What Detroit has, in Ramsinghani’s opinion, are startups like Warren, MI-based Coliant Corporation, which makes the Powerlet products that enable motorcyclists to charge devices like cell phones on the fly. The company was started by a former auto engineer who “refused to accept his fate” of unemployment. Detroit also has startups like First Step loan recipient Wedit, which offers brides and grooms an online approach to capturing and editing their wedding videos. Both companies leveraged local strengths—a region rich in auto suppliers and investors who want to keep young talent in the state after they graduate from college—to make something new. “These are the kinds of rebirthing stories that I find fascinating,” Ramsinghani adds.

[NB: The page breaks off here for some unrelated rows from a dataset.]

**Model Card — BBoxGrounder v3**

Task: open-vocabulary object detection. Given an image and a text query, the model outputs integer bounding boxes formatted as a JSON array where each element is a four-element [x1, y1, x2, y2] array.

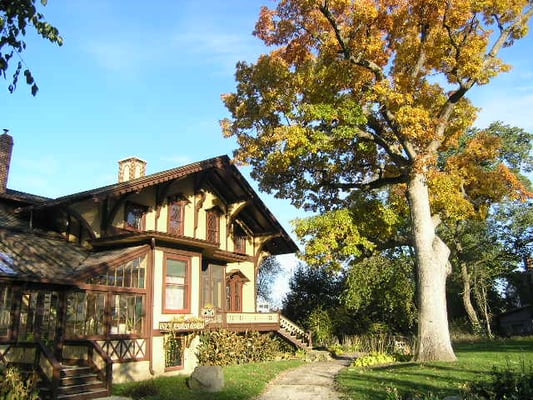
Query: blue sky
[[0, 0, 533, 282]]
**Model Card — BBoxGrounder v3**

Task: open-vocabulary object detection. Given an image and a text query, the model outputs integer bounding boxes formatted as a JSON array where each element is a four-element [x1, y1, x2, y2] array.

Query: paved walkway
[[256, 359, 351, 400]]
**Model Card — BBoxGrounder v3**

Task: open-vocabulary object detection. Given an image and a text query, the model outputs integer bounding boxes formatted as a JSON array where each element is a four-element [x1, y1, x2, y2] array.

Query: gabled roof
[[19, 155, 298, 254]]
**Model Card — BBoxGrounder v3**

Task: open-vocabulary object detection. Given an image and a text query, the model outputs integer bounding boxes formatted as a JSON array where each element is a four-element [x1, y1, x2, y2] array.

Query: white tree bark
[[407, 173, 456, 361]]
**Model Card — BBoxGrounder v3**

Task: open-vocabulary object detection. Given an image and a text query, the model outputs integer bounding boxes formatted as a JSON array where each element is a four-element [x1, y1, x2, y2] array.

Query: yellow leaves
[[293, 209, 374, 269], [428, 171, 475, 220]]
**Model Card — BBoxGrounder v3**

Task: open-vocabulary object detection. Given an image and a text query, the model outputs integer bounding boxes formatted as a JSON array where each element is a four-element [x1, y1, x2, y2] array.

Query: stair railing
[[35, 339, 61, 399], [0, 339, 61, 399], [65, 340, 113, 393], [279, 314, 313, 347]]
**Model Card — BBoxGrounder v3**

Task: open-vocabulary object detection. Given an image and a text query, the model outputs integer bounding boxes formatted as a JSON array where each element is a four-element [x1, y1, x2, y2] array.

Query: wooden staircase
[[277, 315, 313, 350], [40, 360, 109, 400]]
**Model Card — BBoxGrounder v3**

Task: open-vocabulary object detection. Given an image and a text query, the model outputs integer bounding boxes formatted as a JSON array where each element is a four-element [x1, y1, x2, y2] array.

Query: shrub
[[463, 362, 533, 400], [306, 306, 333, 346], [121, 379, 159, 400], [196, 329, 280, 366], [0, 367, 39, 400], [352, 353, 397, 367]]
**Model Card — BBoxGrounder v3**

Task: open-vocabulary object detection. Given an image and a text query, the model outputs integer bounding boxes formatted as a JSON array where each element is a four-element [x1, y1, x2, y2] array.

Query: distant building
[[498, 306, 533, 336]]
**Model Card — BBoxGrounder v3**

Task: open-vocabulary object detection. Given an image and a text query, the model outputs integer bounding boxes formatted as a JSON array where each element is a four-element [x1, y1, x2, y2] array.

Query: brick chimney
[[0, 129, 13, 194], [118, 157, 146, 182]]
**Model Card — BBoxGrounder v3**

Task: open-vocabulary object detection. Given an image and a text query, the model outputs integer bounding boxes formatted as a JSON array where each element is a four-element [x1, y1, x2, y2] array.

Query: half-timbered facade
[[0, 134, 308, 398]]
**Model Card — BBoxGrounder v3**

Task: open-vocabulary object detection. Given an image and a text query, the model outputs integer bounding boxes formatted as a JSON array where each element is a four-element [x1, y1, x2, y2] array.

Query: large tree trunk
[[407, 173, 455, 361]]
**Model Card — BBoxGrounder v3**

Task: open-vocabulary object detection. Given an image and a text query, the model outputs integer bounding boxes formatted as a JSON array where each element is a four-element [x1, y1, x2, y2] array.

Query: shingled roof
[[22, 155, 298, 254]]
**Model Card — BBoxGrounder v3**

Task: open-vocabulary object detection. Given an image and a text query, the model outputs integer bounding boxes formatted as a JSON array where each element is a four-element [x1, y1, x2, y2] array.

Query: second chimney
[[0, 129, 13, 193], [118, 157, 146, 182]]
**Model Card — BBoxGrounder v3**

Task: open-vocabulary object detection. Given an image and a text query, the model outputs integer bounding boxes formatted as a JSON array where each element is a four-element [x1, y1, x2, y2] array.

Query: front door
[[226, 274, 244, 312], [200, 264, 225, 312]]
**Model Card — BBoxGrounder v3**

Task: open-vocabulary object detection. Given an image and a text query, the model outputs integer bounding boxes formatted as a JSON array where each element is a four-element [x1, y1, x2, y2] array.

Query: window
[[124, 203, 148, 231], [206, 210, 220, 243], [65, 292, 106, 337], [168, 198, 186, 235], [233, 224, 246, 254], [202, 264, 225, 310], [86, 255, 147, 289], [163, 334, 184, 370], [111, 293, 144, 335], [163, 256, 190, 312], [17, 290, 58, 340], [0, 285, 13, 336]]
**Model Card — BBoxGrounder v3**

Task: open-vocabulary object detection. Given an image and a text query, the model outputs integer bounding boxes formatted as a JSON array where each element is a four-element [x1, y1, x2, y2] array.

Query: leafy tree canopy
[[221, 0, 533, 360], [0, 0, 63, 96]]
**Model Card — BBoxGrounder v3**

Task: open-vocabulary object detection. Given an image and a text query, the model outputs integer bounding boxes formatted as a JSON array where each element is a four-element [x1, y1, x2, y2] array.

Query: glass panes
[[87, 256, 147, 289], [202, 264, 226, 310], [165, 258, 188, 310], [168, 201, 184, 235], [0, 285, 13, 336], [124, 203, 146, 231], [111, 294, 144, 335]]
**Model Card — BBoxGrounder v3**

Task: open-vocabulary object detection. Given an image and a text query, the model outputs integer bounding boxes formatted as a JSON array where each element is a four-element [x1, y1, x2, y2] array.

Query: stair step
[[61, 373, 101, 386], [57, 382, 105, 395], [57, 388, 109, 400]]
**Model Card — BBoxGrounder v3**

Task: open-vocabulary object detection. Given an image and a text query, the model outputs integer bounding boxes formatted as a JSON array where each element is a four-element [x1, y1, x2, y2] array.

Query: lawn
[[337, 338, 533, 400], [113, 360, 303, 400]]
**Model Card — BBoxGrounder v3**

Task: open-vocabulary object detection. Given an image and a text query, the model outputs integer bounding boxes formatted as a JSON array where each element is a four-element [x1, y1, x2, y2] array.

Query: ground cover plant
[[337, 338, 533, 400], [113, 360, 303, 400]]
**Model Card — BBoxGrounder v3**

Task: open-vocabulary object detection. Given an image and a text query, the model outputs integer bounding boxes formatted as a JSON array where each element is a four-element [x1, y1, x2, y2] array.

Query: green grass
[[337, 338, 533, 400], [113, 360, 303, 400]]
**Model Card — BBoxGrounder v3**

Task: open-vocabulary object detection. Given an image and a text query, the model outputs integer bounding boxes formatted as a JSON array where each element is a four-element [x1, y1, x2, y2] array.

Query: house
[[496, 305, 533, 336], [0, 133, 309, 398]]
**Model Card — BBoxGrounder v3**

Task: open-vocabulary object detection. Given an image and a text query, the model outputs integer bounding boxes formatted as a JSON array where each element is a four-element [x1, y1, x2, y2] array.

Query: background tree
[[257, 256, 281, 304], [439, 122, 532, 336], [342, 252, 417, 334], [222, 0, 533, 361], [491, 201, 533, 309], [0, 0, 63, 96]]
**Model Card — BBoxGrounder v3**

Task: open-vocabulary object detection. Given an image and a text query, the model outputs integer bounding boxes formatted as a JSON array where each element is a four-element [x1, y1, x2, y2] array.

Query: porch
[[159, 312, 312, 349]]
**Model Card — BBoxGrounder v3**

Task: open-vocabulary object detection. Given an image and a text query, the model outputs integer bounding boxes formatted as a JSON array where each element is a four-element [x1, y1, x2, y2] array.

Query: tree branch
[[329, 175, 407, 191]]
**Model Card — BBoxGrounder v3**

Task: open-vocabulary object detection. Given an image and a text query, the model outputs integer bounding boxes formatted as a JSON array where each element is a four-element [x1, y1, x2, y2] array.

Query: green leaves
[[0, 0, 63, 96]]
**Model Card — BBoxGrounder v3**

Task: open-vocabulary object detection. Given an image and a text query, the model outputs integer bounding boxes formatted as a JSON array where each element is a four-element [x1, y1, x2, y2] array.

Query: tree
[[221, 0, 533, 361], [440, 122, 533, 336], [257, 256, 281, 302], [282, 263, 342, 327], [342, 252, 416, 334], [0, 0, 63, 96]]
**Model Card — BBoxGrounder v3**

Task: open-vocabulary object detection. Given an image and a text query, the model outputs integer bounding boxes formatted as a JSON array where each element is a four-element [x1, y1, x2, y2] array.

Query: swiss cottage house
[[0, 133, 305, 399]]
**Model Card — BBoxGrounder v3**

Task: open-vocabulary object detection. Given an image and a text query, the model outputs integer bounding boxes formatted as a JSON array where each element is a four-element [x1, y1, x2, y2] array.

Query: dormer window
[[168, 195, 188, 235], [206, 208, 220, 243], [233, 224, 247, 254], [124, 203, 148, 231]]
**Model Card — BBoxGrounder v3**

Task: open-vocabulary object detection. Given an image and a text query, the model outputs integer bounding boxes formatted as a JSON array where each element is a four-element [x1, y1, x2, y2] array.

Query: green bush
[[306, 306, 334, 346], [463, 363, 533, 400], [0, 367, 39, 400], [196, 329, 280, 366], [121, 379, 159, 400], [352, 353, 397, 367]]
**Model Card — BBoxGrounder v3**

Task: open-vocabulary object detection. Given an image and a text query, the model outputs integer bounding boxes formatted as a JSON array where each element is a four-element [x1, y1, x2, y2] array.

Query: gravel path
[[256, 359, 350, 400]]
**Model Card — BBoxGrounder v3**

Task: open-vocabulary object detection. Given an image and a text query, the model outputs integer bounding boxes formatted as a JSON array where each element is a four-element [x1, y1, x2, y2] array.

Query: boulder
[[187, 365, 224, 392]]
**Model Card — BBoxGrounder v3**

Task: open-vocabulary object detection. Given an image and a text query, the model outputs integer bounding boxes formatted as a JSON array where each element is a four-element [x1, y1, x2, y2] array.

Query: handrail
[[64, 339, 113, 393], [0, 339, 61, 398], [35, 339, 61, 399], [279, 314, 312, 346], [89, 340, 113, 393]]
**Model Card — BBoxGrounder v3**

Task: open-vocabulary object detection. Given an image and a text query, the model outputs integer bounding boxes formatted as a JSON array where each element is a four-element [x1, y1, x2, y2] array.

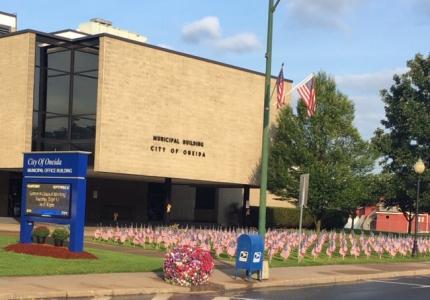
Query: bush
[[163, 246, 214, 286], [251, 207, 314, 229], [321, 209, 348, 230], [33, 226, 50, 238], [51, 228, 70, 241]]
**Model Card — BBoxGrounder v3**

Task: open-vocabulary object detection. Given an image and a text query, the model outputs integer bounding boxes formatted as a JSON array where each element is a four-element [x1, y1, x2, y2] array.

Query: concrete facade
[[171, 185, 196, 222], [0, 172, 9, 216], [0, 33, 35, 168], [94, 37, 289, 185], [0, 31, 291, 226]]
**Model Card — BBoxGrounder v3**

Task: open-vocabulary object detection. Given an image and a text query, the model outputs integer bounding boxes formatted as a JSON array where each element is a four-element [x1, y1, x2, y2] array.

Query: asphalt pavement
[[106, 276, 430, 300]]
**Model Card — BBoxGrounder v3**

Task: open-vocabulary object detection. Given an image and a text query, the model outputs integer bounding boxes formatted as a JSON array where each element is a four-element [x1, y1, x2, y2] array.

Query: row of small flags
[[276, 64, 316, 117]]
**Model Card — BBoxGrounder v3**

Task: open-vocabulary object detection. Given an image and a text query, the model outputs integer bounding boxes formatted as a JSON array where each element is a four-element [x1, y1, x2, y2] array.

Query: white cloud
[[215, 33, 261, 53], [182, 16, 221, 44], [335, 68, 408, 139], [335, 67, 408, 93], [287, 0, 365, 30], [182, 16, 261, 53]]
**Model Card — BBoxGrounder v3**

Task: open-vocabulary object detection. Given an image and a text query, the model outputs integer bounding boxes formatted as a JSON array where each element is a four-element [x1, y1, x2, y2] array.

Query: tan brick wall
[[95, 37, 290, 184], [0, 33, 35, 168]]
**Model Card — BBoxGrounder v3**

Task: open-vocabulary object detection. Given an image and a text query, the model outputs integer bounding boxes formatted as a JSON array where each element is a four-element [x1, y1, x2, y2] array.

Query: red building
[[354, 205, 430, 233], [375, 211, 430, 233]]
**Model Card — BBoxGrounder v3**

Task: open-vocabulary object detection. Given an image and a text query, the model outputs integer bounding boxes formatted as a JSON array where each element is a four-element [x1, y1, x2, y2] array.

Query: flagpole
[[258, 0, 280, 237], [285, 73, 315, 96]]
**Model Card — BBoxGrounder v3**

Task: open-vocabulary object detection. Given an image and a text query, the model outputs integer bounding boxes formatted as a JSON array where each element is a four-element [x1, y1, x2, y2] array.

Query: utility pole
[[258, 0, 281, 236]]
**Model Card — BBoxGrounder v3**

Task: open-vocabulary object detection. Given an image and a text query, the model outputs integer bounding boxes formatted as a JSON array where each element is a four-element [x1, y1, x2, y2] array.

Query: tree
[[268, 72, 373, 231], [372, 54, 430, 233]]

Ramsinghani was recently part of a delegation of economists representing local nonprofit foundations and government entities that visited Turin, Italy to learn how that city turned itself around after losing approximately 100,000 auto-sector jobs. Turin, often called the Detroit of Italy, was a company town that revolved around Fiat. Turin has diversified its economy by focusing on entrepreneurship and high-tech sectors the way Detroit is trying to do now, but Ramsinghani says what he found most compelling was the way government, the universities, the foundations, and investors were willing to work together. “They developed a master plan and they stuck with it for 15 years,” he says. “They found unity in adversity, and that’s probably the biggest lesson we can learn.”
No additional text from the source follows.